読了

 興亡の世界史2 スキタイと匈奴 遊牧の文明 林俊雄

古今東西悪役かつ野蛮人として見られることの多かった遊牧民族。初期の代表であるスキタイと匈奴にスポットを当てたのが本書です。何故に代表かと言うと、それなりに勢力を誇ったと言うことも勿論あるのですが、やはりビッグネームの歴史家に取り上げてもらったことも大きいです。スキタイを描いたのがヘロドトス。そして匈奴を記したのが司馬遷(と班固)です。この二人がいなかったらそんなに知られることもなかったのでは?
 とは言えヘロドトスもそんなに詳しくは書いていないです。ですからスキタイについては謎に包まれています。一方匈奴の方は割と詳しく書いてくれています。ある程度の社会構造も分っています。中国の歴代の王朝は北にいる遊牧民族には頭が上がらない時代が殆どです。前漢武帝と明の永楽帝くらいでしょうか、一時的にせよ押し返したのは。殆どは経済援助を行っての懐柔策をとり続けます。まぁ軍事作戦を行うよりも遥かに安上がりなわけで、そちらの方が賢い選択ではある訳です。

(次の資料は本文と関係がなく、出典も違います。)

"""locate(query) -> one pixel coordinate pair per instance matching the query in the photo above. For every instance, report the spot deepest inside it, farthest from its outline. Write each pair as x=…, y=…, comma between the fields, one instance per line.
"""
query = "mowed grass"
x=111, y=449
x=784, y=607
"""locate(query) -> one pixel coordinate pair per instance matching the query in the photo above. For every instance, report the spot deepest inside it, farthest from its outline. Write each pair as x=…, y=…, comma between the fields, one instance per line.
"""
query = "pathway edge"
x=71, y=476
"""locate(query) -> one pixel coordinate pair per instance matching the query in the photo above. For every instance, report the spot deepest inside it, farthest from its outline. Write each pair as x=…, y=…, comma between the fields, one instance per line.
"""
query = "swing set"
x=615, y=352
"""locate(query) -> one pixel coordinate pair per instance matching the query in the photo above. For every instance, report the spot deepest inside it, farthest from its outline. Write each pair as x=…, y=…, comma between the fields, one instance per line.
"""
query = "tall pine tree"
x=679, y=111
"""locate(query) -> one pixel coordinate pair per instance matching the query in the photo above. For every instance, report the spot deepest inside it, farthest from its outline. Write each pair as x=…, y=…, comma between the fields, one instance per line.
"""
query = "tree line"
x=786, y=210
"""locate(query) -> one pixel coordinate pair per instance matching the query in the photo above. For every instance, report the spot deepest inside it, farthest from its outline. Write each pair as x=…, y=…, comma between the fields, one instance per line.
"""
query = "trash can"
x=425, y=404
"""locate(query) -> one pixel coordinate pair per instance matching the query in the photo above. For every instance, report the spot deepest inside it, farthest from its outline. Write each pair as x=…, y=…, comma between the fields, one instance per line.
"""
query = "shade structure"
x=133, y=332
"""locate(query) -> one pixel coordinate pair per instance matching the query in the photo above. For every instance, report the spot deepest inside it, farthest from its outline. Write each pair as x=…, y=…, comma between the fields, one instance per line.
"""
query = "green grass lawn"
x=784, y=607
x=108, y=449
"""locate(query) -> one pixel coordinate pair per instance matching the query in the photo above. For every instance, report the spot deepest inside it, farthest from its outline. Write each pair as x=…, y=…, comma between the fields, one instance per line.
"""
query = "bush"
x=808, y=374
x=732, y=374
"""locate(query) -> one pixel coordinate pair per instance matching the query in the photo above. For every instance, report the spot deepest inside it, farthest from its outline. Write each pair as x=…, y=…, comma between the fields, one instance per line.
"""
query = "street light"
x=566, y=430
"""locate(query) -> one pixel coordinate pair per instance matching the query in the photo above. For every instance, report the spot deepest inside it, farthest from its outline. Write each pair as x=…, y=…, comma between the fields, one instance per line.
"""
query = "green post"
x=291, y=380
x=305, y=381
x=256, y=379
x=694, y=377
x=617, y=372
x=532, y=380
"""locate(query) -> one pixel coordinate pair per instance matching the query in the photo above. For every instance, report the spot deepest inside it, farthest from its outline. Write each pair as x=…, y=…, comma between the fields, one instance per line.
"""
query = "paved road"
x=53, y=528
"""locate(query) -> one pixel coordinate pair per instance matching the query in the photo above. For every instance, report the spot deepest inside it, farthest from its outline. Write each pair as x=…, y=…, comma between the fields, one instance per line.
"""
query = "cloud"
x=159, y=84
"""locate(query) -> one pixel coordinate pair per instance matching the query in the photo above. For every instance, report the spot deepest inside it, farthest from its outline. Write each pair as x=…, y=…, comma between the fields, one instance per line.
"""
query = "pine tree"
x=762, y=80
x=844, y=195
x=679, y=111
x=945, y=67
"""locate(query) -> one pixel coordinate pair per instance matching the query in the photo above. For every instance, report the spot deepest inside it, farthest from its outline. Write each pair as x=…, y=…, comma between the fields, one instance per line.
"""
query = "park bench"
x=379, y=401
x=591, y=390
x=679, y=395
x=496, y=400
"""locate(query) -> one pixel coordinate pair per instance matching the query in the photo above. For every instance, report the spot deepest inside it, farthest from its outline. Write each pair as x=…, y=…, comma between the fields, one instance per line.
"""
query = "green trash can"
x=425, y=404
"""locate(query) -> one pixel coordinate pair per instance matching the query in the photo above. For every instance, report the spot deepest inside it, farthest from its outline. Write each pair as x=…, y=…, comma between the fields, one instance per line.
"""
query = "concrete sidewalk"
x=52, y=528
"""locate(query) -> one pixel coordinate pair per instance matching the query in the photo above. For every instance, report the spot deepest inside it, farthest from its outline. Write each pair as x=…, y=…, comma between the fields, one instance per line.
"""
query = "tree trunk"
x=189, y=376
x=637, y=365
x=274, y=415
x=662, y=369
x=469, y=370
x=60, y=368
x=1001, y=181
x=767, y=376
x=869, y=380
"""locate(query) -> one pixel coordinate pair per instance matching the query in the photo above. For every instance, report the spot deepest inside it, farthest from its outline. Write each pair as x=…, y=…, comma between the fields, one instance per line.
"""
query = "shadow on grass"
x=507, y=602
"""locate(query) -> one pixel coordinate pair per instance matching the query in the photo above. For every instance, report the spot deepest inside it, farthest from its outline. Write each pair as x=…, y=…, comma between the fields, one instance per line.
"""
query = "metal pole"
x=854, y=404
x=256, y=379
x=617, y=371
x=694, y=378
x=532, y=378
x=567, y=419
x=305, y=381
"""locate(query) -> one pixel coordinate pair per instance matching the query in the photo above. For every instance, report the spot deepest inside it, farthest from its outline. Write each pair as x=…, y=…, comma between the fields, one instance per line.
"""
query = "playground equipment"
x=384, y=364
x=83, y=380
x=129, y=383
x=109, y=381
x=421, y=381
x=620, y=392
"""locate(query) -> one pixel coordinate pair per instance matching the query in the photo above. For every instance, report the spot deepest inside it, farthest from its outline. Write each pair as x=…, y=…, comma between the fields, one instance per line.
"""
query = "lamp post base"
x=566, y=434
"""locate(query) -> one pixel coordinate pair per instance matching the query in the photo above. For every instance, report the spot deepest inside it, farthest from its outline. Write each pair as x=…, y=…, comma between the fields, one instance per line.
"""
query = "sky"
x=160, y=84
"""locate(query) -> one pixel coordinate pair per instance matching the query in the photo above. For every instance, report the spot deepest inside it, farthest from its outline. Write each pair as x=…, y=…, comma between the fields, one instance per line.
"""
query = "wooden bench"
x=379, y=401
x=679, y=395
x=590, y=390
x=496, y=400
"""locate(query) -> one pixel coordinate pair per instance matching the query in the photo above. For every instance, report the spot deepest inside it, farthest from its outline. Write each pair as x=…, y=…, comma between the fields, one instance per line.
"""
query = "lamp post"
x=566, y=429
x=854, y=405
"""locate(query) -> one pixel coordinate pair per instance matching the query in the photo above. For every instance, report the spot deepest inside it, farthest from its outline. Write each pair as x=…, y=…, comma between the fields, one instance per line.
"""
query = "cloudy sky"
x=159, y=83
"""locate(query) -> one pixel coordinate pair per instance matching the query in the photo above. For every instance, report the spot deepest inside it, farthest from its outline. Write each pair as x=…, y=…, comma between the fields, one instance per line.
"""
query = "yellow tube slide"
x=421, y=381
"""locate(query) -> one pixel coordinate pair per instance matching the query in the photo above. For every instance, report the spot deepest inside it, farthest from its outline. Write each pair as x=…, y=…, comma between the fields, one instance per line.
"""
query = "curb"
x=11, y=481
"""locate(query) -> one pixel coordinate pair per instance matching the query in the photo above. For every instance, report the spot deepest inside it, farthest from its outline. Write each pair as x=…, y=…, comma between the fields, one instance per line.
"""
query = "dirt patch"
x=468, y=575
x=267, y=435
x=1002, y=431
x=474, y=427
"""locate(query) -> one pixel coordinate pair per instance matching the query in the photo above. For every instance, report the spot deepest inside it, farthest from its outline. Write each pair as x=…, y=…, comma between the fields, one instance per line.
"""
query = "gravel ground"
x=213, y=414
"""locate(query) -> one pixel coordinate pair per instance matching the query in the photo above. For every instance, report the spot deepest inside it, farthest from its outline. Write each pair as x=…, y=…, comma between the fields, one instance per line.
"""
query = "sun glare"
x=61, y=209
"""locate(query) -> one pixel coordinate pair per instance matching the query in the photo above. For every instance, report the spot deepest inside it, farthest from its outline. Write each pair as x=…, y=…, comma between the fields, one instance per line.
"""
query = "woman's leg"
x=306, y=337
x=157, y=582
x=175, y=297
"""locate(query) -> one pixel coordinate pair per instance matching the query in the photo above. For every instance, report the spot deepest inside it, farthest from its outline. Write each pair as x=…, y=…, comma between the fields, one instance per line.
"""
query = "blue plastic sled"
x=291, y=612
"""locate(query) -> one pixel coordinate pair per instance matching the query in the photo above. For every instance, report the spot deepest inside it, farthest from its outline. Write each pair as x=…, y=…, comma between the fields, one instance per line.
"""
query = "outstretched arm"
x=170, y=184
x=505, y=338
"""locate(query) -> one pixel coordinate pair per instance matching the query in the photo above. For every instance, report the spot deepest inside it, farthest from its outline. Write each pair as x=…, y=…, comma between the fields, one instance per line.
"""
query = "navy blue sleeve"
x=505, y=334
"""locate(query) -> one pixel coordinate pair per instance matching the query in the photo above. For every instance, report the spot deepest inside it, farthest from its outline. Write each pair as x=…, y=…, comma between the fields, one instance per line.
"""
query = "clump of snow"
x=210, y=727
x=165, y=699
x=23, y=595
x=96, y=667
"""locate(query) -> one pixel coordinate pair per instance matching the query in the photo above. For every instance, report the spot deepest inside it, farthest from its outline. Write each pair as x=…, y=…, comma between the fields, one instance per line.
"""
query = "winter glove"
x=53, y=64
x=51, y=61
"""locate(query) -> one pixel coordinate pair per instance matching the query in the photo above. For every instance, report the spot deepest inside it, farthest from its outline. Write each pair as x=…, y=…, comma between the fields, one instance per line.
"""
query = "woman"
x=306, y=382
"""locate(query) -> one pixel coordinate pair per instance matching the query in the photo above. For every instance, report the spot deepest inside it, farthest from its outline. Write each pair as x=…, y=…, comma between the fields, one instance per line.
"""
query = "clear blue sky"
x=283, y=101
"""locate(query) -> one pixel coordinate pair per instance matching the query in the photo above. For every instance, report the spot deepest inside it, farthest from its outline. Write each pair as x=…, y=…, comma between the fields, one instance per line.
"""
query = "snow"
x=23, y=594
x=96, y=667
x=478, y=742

 昔世界史の教科書では匈奴が西方に移動してフン族としてヨーロッパに現れ、民族大移動を引き起こして西ローマを滅亡に追い込んだとの説明がされていました。本書ではこの説について検証しています。結論から言うとよく分からないと言うことのようです。何しろ物証に乏しく断定的なことは言えないようです。特にフン族のヨーロッパでの活動期間が短く、フン族のものと断定出来る墳墓が発見されていないため匈奴との連続性についてもあれこれ言えないとのことでした。と言うことは早くアッチラの墓を探さなきゃいけないってことですね。